Show HN: My friend's project to simulate an entire C. Elegans - SlyShy
http://nemaload.davidad.org/
======
apl
While interesting (especially from a funding perspective!), most of these
approaches aren't quite as ground-breaking as one might think. Neuroscientists
in academia _are_ doing most of these things. For optogenetics, see
Deisseroth's work; for in vivo Ca2+ imaging in nematodes, refer to the work of
Bargmann as well as the various Witesides collaborations involving
microfluidics; pan-neuronal in vivo imaging is currently being pioneered by
Engert at Harvard and a couple of Janelia Farm labs.

These are massive efforts, and involve horrendous heaps of diligent busywork.
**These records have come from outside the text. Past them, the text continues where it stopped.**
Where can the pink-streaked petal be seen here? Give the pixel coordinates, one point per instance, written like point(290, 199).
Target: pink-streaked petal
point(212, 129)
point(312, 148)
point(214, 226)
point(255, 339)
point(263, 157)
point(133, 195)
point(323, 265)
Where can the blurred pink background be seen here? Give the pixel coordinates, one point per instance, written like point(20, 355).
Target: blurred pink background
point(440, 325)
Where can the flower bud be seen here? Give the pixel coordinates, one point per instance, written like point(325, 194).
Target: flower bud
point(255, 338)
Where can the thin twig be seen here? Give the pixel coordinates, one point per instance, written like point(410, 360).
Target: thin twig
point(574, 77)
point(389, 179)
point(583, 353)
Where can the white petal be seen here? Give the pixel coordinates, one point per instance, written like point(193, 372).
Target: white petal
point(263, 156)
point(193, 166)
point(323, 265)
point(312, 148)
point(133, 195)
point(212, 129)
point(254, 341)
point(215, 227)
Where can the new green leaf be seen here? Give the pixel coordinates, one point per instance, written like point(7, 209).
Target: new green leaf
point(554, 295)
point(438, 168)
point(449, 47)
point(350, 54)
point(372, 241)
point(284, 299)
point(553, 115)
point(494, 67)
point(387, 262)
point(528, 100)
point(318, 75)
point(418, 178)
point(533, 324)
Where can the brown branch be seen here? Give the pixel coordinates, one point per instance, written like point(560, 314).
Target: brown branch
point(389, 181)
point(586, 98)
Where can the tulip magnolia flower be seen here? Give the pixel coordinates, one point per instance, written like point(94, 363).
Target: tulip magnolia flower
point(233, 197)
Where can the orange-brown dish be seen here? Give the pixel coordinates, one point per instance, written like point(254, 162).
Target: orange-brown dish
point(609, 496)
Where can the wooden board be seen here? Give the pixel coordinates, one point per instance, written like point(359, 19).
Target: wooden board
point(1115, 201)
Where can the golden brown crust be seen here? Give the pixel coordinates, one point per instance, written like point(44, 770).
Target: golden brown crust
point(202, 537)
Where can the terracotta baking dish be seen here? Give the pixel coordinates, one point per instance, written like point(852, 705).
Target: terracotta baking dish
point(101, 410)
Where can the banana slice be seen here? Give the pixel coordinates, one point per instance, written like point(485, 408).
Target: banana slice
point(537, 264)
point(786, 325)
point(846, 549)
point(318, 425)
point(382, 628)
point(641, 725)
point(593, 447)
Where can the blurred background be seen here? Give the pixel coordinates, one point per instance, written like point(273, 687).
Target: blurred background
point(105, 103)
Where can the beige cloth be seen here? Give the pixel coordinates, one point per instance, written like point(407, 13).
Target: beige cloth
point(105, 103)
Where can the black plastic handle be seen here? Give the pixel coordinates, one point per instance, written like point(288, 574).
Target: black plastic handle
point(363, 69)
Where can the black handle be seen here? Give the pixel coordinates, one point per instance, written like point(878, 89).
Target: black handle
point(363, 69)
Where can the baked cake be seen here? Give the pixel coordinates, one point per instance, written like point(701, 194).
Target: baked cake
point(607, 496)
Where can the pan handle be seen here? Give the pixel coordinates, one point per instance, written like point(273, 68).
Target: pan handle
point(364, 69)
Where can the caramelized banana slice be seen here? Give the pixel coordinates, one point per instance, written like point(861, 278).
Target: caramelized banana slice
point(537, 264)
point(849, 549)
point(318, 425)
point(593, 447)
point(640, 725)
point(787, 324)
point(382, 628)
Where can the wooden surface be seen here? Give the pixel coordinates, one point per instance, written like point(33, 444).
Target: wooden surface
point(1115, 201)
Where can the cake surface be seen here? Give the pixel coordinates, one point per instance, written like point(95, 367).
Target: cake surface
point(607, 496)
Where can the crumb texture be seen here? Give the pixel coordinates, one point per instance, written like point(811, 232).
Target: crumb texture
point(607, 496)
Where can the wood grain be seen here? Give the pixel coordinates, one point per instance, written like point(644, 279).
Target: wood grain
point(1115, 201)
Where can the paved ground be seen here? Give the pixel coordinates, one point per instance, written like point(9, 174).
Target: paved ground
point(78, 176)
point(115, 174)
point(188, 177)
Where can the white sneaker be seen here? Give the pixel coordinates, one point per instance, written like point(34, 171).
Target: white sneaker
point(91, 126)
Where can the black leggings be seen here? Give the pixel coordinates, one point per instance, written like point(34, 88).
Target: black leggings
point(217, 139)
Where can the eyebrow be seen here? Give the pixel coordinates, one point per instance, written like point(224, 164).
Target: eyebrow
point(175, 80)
This makes me the boring naysayer, but please don't be distracted by the
startup-like appearance and the peculiar financing situation. It's possible
but unlikely that the major obstacle here is simply the combination of
available techniques!

Honestly, what I'm most curious about are his thoughts on model-driven
interrogation of an in vivo system -- biologists, and even computational
neuroscientists, are a bit too hesitant when it comes to letting computers
find and test hypotheses. In the age of highly advanced genetic techniques
(e.g., binary expression systems in Drosophila or zebrafish) and 2-photon
imaging, the process of actually evaluating hypotheses has become a bit old-
fashioned...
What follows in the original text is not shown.